Link prediction in dynamic networks using random dot product graphs
Francesco Sanna Passino, Anna S. Bertiger, Joshua C. Neil, Nicholas A., Heard

TL;DR
This paper presents a statistical approach using random dot product graphs for link prediction in dynamic networks, combining spectral methods and time series models to improve accuracy and understand network evolution.
Contribution
It extends static random dot product graph models to dynamic settings, integrating spectral and temporal modeling for improved link prediction.
Findings
Effective in simulated networks
Promising results on real-world data
Enhanced understanding of network evolution
Abstract
The problem of predicting links in large networks is an important task in a variety of practical applications, including social sciences, biology and computer security. In this paper, statistical techniques for link prediction based on the popular random dot product graph model are carefully presented, analysed and extended to dynamic settings.

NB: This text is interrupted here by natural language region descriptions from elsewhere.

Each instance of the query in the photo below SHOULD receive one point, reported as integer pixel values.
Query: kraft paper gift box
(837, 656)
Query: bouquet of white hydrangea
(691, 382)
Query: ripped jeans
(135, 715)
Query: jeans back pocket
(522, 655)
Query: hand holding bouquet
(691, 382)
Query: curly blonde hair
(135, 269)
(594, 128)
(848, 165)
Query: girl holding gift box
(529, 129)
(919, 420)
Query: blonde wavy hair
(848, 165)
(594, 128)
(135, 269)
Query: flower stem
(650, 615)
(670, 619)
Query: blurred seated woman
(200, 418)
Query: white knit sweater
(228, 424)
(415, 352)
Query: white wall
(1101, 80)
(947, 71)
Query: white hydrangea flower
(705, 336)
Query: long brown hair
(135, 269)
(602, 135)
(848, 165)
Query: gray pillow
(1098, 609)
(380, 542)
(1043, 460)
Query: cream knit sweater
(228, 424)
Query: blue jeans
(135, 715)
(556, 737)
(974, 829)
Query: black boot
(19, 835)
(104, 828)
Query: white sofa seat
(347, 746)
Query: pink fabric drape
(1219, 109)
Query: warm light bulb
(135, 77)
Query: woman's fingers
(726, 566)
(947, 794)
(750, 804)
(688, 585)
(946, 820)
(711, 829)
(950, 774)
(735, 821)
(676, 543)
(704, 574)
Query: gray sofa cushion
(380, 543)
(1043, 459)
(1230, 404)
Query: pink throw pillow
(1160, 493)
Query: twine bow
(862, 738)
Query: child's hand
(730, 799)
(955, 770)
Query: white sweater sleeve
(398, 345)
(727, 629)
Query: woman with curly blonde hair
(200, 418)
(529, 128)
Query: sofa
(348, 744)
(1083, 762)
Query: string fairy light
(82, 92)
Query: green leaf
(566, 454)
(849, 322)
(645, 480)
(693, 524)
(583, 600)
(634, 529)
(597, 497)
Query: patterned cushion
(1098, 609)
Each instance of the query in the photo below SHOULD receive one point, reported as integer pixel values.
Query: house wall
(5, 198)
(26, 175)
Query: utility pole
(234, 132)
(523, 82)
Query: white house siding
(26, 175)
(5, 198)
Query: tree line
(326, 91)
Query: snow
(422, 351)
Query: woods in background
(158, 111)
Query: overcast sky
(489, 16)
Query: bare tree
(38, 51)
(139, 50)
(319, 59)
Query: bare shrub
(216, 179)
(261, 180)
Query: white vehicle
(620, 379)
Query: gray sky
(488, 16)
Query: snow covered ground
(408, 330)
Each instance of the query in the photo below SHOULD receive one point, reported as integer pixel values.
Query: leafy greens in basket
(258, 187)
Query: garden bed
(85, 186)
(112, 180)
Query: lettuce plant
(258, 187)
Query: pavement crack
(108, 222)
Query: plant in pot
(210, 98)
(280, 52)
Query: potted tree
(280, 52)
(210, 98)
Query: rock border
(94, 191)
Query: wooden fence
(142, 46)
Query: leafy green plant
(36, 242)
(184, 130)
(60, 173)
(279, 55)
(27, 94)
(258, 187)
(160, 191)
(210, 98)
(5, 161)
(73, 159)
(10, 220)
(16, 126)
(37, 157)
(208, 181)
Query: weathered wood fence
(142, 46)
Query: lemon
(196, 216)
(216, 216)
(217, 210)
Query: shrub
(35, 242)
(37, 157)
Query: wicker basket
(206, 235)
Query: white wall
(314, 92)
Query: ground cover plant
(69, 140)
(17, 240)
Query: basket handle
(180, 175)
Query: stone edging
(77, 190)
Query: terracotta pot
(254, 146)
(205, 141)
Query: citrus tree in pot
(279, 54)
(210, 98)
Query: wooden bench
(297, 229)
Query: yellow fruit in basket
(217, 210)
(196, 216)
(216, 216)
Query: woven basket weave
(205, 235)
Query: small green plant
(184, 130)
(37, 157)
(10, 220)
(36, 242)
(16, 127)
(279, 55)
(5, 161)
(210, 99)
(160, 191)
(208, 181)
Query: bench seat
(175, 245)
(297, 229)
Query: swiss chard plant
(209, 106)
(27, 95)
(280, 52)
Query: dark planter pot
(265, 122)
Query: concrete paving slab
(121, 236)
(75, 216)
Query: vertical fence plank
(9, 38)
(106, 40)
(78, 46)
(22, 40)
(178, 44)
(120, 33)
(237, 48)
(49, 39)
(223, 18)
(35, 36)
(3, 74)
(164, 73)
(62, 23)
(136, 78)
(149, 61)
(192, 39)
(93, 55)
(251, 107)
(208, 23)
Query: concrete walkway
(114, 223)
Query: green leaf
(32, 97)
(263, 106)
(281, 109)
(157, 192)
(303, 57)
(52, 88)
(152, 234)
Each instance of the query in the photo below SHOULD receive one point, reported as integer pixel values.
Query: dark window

Motivated by a practical application in cyber-security, this paper demonstrates that random dot product graphs not only represent a powerful tool for inferring differences between multiple networks, but are also efficient for prediction purposes and for understanding the temporal evolution of the network. The probabilities of links are obtained by fusing information at two stages: spectral methods provide estimates of latent positions for each node, and time series models are used to capture temporal dynamics. In this way, traditional link…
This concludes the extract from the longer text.